The researchers tested which explanation had more validity by asking a simple question: “If funds were tighter, would universities focus more of their resources on their core mission of teaching and conducting research and strive for greater efficiency in administration?” The most recent economic downturn that pinched public institution’s state revenues allowed researchers to study this question. Martin and Hill (2013) found that tight revenue since 2008 reversed the previous decline in university productivity and accelerated the trend in economizing on the use of tenure-track faculty. The researchers found university administrative behavior observed under easy revenue (1987 to 2007) and tight revenue constraints (2008-2010) is consistent with internal decisions causing most of the cost increases.
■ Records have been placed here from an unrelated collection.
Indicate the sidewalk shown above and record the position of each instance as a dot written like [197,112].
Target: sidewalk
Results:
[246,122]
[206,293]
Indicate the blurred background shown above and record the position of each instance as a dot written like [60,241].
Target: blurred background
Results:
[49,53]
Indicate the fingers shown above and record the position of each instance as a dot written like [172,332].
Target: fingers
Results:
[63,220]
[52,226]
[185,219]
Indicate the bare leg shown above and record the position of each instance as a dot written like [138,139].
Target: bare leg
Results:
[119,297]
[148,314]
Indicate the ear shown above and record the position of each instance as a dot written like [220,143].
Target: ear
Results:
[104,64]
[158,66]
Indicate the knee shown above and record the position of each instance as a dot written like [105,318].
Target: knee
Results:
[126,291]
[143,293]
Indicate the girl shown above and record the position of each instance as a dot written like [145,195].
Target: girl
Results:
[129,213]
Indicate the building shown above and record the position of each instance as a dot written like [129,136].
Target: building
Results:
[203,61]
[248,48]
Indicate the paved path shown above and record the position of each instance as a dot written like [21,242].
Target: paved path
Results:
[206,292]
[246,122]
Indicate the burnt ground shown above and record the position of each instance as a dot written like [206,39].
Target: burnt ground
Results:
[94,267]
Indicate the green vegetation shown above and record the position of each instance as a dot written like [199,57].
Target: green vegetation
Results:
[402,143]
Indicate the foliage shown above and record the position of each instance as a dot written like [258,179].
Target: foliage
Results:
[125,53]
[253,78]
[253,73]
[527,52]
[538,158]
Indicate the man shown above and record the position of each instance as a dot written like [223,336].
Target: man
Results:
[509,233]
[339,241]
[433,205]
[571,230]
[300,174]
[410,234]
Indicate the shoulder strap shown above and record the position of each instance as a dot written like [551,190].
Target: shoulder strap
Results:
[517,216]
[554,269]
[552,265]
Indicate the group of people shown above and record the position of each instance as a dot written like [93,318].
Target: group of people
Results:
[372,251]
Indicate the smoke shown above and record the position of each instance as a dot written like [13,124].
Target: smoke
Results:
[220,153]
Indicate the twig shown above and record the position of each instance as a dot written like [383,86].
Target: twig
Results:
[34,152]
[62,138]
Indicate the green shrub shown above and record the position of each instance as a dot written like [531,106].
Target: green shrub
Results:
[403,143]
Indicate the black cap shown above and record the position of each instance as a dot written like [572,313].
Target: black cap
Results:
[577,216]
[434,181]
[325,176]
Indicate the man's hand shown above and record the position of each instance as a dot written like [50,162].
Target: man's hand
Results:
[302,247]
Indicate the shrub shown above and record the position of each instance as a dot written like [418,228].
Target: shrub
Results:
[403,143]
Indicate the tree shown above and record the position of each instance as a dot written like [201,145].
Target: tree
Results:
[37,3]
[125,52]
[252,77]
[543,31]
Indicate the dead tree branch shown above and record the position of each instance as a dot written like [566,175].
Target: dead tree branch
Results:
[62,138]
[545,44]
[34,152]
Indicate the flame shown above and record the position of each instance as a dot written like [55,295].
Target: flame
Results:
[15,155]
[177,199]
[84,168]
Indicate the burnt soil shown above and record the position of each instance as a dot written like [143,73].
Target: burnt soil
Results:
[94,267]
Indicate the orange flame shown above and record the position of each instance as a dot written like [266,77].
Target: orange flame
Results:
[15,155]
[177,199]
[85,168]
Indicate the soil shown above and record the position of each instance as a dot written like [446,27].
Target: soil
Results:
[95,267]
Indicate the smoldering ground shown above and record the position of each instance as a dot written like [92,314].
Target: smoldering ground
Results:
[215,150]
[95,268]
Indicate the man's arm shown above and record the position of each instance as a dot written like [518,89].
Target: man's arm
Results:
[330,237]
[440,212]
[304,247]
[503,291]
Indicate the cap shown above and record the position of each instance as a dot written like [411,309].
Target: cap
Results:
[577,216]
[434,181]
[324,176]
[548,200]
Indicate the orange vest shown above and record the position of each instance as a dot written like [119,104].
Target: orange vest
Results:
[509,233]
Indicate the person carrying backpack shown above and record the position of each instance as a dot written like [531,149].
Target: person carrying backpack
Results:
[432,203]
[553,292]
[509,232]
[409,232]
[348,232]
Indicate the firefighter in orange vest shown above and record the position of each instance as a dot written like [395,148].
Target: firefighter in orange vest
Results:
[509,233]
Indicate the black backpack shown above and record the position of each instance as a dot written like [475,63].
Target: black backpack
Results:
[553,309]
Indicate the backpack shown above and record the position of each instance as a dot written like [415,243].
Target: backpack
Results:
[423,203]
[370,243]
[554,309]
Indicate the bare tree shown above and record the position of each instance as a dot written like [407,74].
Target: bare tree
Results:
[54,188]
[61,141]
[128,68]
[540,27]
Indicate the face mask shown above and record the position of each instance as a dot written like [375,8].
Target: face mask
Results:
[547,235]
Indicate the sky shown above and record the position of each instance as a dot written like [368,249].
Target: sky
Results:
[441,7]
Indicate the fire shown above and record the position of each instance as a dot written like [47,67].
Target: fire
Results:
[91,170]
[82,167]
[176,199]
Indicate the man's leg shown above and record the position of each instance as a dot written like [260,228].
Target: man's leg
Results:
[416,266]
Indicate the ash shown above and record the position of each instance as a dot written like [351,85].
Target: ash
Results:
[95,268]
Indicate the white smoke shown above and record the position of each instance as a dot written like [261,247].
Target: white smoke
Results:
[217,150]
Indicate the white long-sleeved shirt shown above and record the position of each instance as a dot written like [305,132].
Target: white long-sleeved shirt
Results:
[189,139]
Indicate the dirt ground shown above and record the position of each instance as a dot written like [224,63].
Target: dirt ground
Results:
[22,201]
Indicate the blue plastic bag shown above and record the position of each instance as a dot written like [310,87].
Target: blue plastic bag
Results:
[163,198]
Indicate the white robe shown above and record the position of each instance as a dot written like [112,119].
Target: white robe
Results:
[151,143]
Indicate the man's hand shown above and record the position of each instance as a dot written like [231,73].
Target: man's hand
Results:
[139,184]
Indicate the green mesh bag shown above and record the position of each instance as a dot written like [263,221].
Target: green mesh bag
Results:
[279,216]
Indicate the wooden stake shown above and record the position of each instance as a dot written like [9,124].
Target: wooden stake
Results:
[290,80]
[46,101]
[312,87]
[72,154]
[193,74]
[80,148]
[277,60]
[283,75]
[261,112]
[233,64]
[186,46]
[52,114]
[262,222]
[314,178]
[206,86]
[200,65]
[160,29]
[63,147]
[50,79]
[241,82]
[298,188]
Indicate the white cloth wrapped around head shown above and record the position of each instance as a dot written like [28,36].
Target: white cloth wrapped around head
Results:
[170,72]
They noted that if the 133 universities studied kept their 1987 staffing patterns unchanged during the loose revenue period, the real cost per student would have increased by $5,317 per student as opposed to the $13,181 change.

While internal forces may account for a majority portion of the increase in graduate debt, not all operating cost pressures account for the rise in tuition. Forty percent of the change in tuition is due to external pressure on salary and benefits (and program changes). Martin and Hill also asserted that the most significant changes between loose constraints (easy revenue) and tight constraints (tight budgets) are the shifts in productivity. Tight budgets force an increase in the academic share of a university’s total cost. Their model also suggests the optimal staffing ratio of over two tenure-track faculty members per full-time administrator, but the current average ratio is the reverse—two full-time administrators for one faculty member.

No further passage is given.